As the price of crude surges it will combine with increasing gas exports to increase the exported hydrocarbon earnings in Qatar to a new record this year. This surge will also increase the fiscal surplus and result in an economic boost, according to a leading Saudi bank.

Qatar will bring in almost $53 billion in the exports of crude oil as well as natural gas liquids, according to SAMBA (or Saudi American Bank Group). Sales of LNG (or liquefied natural gas) will bring in over $30 billion in revenues.

SAMBA stated that exports of LNG will surpass $30 billion in 2011, bringing the total export earnings of Qatar to a forecasted $90 billion.

These current price levels will create the highest level of income for the nation since Qatar started oil and gas exportation years ago.

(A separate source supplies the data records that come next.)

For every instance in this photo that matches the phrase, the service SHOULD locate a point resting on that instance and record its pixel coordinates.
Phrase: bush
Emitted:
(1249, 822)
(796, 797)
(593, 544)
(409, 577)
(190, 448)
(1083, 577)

SAMBA noted that these increases will create a sharp boost in crude price and push the completion of LNG projects within Qatar, bringing the nation’s capacity for total output to almost 77 million tonnes annually. This is the highest level in the world.

Hydrocarbon export earnings are sure to continue growing in Qatar, due to increasing production levels and higher prices, according to SAMBA.

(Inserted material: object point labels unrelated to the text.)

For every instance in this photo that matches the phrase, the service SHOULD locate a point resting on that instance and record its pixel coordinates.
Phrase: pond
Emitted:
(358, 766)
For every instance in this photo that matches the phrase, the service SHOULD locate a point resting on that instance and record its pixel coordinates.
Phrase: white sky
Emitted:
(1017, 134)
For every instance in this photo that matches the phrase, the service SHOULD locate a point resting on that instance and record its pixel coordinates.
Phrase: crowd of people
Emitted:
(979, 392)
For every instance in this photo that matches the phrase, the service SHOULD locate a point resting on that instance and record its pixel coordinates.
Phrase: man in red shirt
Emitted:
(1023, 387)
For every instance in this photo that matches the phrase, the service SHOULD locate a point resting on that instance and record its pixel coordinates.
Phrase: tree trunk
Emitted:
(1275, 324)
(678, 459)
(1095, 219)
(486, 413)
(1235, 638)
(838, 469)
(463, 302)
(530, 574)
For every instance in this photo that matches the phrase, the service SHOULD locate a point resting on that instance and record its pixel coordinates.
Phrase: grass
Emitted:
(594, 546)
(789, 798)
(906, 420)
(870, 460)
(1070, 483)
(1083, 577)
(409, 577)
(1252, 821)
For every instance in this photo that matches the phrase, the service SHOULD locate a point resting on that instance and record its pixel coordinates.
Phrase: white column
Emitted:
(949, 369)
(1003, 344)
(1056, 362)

The recent volatility of oil prices were also noted, but the average price of $99 seen since May 9 is still 20 percent above the numbers reported in 2010.

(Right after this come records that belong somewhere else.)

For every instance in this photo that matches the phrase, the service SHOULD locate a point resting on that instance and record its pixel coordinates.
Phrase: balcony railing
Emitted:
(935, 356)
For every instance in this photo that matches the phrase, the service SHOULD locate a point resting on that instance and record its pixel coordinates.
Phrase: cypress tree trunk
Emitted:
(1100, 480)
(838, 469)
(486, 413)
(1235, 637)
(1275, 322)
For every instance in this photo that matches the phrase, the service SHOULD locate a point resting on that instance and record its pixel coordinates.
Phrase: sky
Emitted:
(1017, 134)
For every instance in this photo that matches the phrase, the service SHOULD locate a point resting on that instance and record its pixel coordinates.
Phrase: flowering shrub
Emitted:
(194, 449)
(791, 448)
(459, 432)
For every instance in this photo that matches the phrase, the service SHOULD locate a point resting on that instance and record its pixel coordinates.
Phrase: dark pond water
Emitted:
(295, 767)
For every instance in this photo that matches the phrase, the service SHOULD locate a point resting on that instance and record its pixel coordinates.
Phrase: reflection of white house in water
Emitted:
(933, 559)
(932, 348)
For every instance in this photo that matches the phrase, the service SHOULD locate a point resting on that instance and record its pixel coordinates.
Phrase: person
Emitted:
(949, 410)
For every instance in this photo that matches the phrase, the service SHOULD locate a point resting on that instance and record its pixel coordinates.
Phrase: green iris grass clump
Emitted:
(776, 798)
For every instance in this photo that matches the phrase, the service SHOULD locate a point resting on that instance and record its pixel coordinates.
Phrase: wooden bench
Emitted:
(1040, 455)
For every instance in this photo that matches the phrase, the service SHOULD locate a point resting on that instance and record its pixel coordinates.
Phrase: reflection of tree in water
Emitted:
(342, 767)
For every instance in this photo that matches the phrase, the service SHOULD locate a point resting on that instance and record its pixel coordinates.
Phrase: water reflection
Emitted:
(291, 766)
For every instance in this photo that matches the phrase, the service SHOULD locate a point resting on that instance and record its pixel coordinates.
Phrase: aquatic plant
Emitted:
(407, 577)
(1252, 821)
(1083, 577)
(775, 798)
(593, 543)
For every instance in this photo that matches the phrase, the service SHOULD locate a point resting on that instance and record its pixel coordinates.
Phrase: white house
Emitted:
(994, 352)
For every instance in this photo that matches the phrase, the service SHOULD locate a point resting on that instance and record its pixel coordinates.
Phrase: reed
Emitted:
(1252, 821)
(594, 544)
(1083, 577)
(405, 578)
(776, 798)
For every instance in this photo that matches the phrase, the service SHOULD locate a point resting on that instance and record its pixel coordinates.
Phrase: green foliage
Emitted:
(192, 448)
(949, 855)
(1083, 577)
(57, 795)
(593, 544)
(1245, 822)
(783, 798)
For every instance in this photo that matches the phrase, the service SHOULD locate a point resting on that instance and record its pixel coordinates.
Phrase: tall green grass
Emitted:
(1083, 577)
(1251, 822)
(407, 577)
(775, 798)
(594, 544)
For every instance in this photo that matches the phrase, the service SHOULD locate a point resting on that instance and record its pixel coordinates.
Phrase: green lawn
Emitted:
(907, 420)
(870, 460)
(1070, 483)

Prices of NGL have also been moving upwards, according to the report that mentioned an increase in NGL output, despite insignificant increases in the oil output, has allowed the combined output of these two exports to rise by 7.5 percent on average in the opening quarter.

The export of refined petroleum products, oil and NGL resulted in $38 billion in earnings for Qatar last year and is expected to bring in $53 billion for 2011.

Reported estimates regarding the exports of LNG put that figure around $21 billion for last year. It is expected to continue increasing as volumes move up due to the last mega-train completion.

The report stated that LNG earnings are more difficult to project as there is not a single reference price to work with.

Spot prices for gas of $4.20 / mbtu are still relatively weak, although a majority of the LNG sold from Qatar involves long-term contracts with links to the price of oil.

The prices of LNG differ widely all over the world. In Japan, data on the LNG prices indicates a strong rebound for this year, up from the 2009 figures of $8 / mbtu up to $14 / mbtu. In the later part of 2008 the record high of $16 / mbtu was reached, according to SAMBA. Since Qatar has plans to boost Japanese exports in 2011, these figures bode well for the nation’s earnings. SAMBA expects the exports of LNG to surpass $30 billion in 2011, resulting in total Qatari export earnings of $90 billion.

The report noted that surging revenues in Qatar will result in a widening fiscal surplus, even with an expected increase in spending.

The most current state budget for the Gulf nation, covering 2011 and 2012, was put into place assuming a conservative price of $55 per barrel for oil.

As has happened in the past, both expenditures and revenue for the nation will surpass the budget figures. This is also likely to happen with the surplus. Projections put the surplus at 8 percent of the GDP (or $13.3 billion) with $55 billion in revenue and $41.2 billion in expenditures.

Data in the report indicates that revenue may hit $54.5 billion, spending should hover around $41.2 billion and the surplus will come out at $13.3 billion.

Increased income will result in Qatar maintaining a position among the most rapidly growing economies across the globe. Real GDP is forecasted to improve by almost 20 percent and current prices should see even more growth.

Estimates on hand state that real GDP rose by about 16 percent last year, with nominal GDP surging by almost 30 percent and hitting $116 billion.

Nominal growth is being driven primarily by the rebounding of hydrocarbons, a sector that increased by 57.7 percent due to higher production and prices, based on official figures as reported by SAMBA.

Looking toward the future, both 2011 and 2012 will see solid performance in most economic sectors with accelerated spending on public infrastructure and more output gains in the hydrocarbon sector. Real GDP should see more than 20 percent growth this year due to many of the remaining major gas projects moving on stream. That figure should slow down to 6 percent next year.